Pattern 2: Pass the SQL and some mapping class/method/function into a different construct (class/method/function) to handle execution. Could be a base class (abstract or not), could be a prototype, any other construct will do so long as it is distinct from the construct that handles the SQL string and the mapping.

Pattern 3: Pass an entire construct into a different construct which handles the execution (by passing the database connection into the first construct).

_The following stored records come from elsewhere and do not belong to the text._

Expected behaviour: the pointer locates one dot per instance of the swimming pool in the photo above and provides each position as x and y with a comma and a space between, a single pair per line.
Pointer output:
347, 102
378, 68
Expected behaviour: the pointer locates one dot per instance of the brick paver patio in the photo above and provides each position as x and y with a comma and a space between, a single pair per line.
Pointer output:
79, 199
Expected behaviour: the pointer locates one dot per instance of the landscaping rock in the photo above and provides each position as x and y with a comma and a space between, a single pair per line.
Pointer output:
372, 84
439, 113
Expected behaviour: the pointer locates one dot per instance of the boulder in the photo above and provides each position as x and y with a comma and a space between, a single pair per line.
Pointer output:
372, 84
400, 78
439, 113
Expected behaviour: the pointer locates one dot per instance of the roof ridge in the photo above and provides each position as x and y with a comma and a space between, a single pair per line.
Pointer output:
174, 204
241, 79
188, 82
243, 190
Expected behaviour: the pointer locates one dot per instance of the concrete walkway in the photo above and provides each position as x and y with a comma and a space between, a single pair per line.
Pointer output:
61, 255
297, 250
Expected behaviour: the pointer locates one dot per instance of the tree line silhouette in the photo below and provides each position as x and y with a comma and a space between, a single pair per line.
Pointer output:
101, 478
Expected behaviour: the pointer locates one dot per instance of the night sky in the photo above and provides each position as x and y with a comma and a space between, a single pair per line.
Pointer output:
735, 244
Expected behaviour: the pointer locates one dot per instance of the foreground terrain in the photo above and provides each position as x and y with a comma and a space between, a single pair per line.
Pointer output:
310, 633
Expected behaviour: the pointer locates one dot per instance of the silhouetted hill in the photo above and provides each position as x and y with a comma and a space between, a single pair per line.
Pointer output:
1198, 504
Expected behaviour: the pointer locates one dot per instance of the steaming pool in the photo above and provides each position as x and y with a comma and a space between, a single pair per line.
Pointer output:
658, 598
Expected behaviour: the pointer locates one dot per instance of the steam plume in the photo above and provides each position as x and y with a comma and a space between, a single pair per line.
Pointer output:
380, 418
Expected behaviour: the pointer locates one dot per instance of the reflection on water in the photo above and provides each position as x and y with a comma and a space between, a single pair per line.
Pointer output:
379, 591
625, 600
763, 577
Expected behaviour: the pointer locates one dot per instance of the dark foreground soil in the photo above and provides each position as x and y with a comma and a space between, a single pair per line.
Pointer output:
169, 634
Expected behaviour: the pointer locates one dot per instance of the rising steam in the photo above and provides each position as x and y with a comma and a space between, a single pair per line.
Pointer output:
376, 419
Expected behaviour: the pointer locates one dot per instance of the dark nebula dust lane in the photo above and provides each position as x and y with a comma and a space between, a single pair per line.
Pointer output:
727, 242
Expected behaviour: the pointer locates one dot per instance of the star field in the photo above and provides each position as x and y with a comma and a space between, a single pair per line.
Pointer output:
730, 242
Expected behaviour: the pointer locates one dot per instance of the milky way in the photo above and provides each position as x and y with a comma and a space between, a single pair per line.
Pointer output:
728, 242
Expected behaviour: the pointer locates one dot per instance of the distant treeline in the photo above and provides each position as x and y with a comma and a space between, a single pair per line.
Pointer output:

Each pattern should be consumed similar to the following depending on language:

Pattern 1:

db->GetUserName(1);
db.GetUserName(1);
db.getUserName(1);
DataBase.getUserName 1.

 Pattern 2:

  users->GetName(1);
  users.GetName(1);
  users.getName(1);
  Users.GetName 1

  OR

  users.->Get(1).name;
  users.Get(1).Name;
  users.get(1).getName();
  users.get(1).name;
  Users.Get 1
  |> user.name.
(getName (dbQuery getUser 1))

consider the advantages and disadvantages of both approaches.

Pattern 3:

db->Query(userNameQuery);
db.Query(userNameQuery);
db.query(userNameQuery);
Db.Query UsersQueries.NameQuery 1

OR

db->Query(userQuery)->Name;
db.Query(userQuery).Name;
db.query(userQuery).getName();
...

again consider advantages and disadvantages

Those are just examples in various language formats or pseudo-language formats. I tried to be inclusive, though I'm not as well versed in some languages (for a bit of language fun look up DerpCode). Feel free to use due dilligence such as null checking, exception handling whatever else you would like, but try not to muddle up the point too much with all that for now...don't let it get you off track is what I mean.

The code doesn't need to work completely, but if consumed by other code it should work (hint: you could use Unit Tests to drive the code and mock out the database but there should be some sort of `connect`, `open`, `close` and whatever else your SQL DB of choice normally has in the mock).

So that's it, the first Friday Challenge...go forth on your quest! If you need any tips, explainations, etc...feel free to put those in a comment and I (or anyone else who feels enlightened to do so) will do our best to get back to you as soon as we can. You should create a repo in GitHub, Bitbucket, JsBin, *Bin, someother online platform or whatever you do then share your work in the comments. Please don't link to file downloads, dropbox, etc...those aren't really for sharing code the way your should be sharing it for this.